I was thrilled that he wanted to so thoroughly claim me, and after he paid the judge, we walked proudly arm in arm through the hot milky green light out into the late afternoon.
 
That was my wedding day. His uncle Keaton Shut waited three months to come to visit and by then the damage had been done. We didn’t care though, we were happy. And almost nothing can dent that kind of joy. We were going to have the baby at home, where children of his family had always been born. I wasn’t even afraid. And he was a good husband to me, bringing me flowers, feeding me ice cream, a spoonful at a time in the panting heat after dark when the river swished against the banks and the bullfrogs’ deep bass rode the low notes below the peepers’ high throbbing.
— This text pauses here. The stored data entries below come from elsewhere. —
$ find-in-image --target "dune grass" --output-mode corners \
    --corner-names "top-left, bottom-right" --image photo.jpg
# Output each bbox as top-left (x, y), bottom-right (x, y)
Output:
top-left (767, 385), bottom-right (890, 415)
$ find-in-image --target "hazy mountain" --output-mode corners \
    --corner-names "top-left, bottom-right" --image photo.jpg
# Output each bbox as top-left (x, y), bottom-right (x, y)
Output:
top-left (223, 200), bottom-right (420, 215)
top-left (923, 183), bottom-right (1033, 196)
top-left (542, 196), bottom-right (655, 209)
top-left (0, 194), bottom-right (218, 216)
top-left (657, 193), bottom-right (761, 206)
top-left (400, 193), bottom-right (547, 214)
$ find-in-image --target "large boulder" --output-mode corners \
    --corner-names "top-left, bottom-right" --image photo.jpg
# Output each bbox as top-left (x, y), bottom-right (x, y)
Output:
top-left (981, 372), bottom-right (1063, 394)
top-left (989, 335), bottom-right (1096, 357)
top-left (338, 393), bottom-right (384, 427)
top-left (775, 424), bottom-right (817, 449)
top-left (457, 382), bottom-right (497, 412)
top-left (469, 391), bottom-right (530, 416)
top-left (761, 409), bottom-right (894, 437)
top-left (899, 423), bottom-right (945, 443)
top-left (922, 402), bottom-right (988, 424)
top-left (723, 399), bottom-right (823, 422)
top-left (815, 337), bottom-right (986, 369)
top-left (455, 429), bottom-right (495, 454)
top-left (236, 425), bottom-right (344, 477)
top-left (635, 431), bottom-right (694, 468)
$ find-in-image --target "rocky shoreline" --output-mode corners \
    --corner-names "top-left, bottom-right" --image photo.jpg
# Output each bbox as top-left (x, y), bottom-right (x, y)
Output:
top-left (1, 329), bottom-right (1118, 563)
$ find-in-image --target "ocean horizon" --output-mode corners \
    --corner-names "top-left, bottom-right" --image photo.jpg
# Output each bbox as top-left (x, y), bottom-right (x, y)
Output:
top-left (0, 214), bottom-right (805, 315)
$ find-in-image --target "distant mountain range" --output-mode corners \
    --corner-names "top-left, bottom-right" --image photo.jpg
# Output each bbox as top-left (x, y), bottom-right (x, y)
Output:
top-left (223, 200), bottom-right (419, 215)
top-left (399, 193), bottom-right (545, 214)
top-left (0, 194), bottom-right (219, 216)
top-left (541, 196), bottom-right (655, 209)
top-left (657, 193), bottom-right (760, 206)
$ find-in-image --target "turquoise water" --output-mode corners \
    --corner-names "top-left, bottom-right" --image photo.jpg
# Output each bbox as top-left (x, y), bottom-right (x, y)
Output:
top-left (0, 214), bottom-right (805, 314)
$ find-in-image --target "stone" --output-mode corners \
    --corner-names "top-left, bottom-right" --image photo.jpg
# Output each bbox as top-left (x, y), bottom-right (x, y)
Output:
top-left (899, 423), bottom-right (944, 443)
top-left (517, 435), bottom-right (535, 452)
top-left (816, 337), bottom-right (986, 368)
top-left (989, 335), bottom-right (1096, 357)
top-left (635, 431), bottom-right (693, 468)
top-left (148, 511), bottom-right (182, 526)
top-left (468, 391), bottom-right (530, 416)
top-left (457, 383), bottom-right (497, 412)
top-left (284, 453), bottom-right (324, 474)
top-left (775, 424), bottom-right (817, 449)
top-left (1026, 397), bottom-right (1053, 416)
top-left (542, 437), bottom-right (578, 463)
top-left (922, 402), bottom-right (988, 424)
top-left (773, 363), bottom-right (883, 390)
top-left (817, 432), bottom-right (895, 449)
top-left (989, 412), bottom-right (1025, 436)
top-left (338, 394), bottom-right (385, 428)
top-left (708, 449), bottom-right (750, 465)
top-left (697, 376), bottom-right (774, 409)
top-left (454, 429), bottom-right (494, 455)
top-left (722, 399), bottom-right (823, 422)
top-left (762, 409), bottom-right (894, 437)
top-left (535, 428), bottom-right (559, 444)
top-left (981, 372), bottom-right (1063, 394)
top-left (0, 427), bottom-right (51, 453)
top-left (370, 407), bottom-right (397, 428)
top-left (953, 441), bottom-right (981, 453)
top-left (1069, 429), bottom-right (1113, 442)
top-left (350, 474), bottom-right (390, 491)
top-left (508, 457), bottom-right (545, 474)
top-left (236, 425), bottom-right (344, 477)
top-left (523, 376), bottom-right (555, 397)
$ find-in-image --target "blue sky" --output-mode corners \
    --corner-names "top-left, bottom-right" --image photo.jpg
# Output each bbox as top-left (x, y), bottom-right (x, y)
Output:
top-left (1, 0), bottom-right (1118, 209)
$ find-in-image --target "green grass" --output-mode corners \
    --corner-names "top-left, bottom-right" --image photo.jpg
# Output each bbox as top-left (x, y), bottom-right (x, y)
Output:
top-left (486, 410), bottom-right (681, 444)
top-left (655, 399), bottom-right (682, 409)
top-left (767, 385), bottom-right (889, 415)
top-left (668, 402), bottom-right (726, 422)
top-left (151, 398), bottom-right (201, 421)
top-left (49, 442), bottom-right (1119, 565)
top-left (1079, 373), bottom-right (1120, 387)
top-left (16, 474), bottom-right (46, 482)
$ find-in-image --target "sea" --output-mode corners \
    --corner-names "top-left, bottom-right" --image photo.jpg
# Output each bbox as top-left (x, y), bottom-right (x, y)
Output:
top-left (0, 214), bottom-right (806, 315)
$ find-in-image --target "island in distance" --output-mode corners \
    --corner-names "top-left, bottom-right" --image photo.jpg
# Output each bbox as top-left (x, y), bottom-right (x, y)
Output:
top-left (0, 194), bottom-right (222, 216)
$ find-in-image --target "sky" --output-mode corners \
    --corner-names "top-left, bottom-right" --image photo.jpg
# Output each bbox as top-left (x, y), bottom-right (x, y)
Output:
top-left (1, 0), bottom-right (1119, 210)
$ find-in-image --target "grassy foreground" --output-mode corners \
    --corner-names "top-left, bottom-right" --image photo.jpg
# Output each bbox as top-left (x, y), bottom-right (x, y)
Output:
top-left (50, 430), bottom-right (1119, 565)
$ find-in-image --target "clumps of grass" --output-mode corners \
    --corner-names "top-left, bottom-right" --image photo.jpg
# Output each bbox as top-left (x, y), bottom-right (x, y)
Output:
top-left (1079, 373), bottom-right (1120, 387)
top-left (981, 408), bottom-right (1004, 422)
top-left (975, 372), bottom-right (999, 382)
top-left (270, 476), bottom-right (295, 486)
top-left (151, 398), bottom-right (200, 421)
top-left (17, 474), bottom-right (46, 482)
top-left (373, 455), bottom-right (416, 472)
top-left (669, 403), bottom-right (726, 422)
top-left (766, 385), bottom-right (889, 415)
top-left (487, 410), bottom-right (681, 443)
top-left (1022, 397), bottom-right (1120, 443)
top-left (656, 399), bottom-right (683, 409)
Afterward, he would make love to me, sucking my swollen nipples until I felt an urgency, a burning so shrill I wanted him to tear me open, empty me and refill me with himself. I tore at his skin, and my own, trying to put us closer and closer still, as if the blood mingling could do that. We spent our days napping in the cool of the fan blowing over a cake of ice, and our nights loving, as we waited for the baby. I didn’t care if another soul ever came to the door in those days. In fact, I didn’t want them to . . .
 
This is love, I kept saying to myself as he sponged cool water over my shoulders and face while I lay in the tub, this is love, the yellow diamond ring wedged so tightly on my swollen finger that it sat between two ridges of flesh. And this is love as the light in the room darkened with an afternoon storm, and we stood out on the second-story porch, naked in the green rain, watching the tree limbs along the river flatten and spread horizontal in the wind while the phone in the hallway behind us rang and rang and rang.
 
“Clement,” I said, looking out across the flat land shimmering in the heat, “this isn’t a land to love, is it?”
 
He shook his head. “The Bootheel is a different kind of country altogether.”
 
Jacques’ Landing sits west of New Madrid, above the water in the tableflat bottomland spread between the foothills of the Ozarks, a distant shadow to the west, and the Mississippi to the east. St. Louis is only 165 miles north. Hanging between Kentucky and Tennessee to the east and Arkansas to the west, it’s as if the whole state of Missouri has been trying to shake it off for years, like a vestigial tail.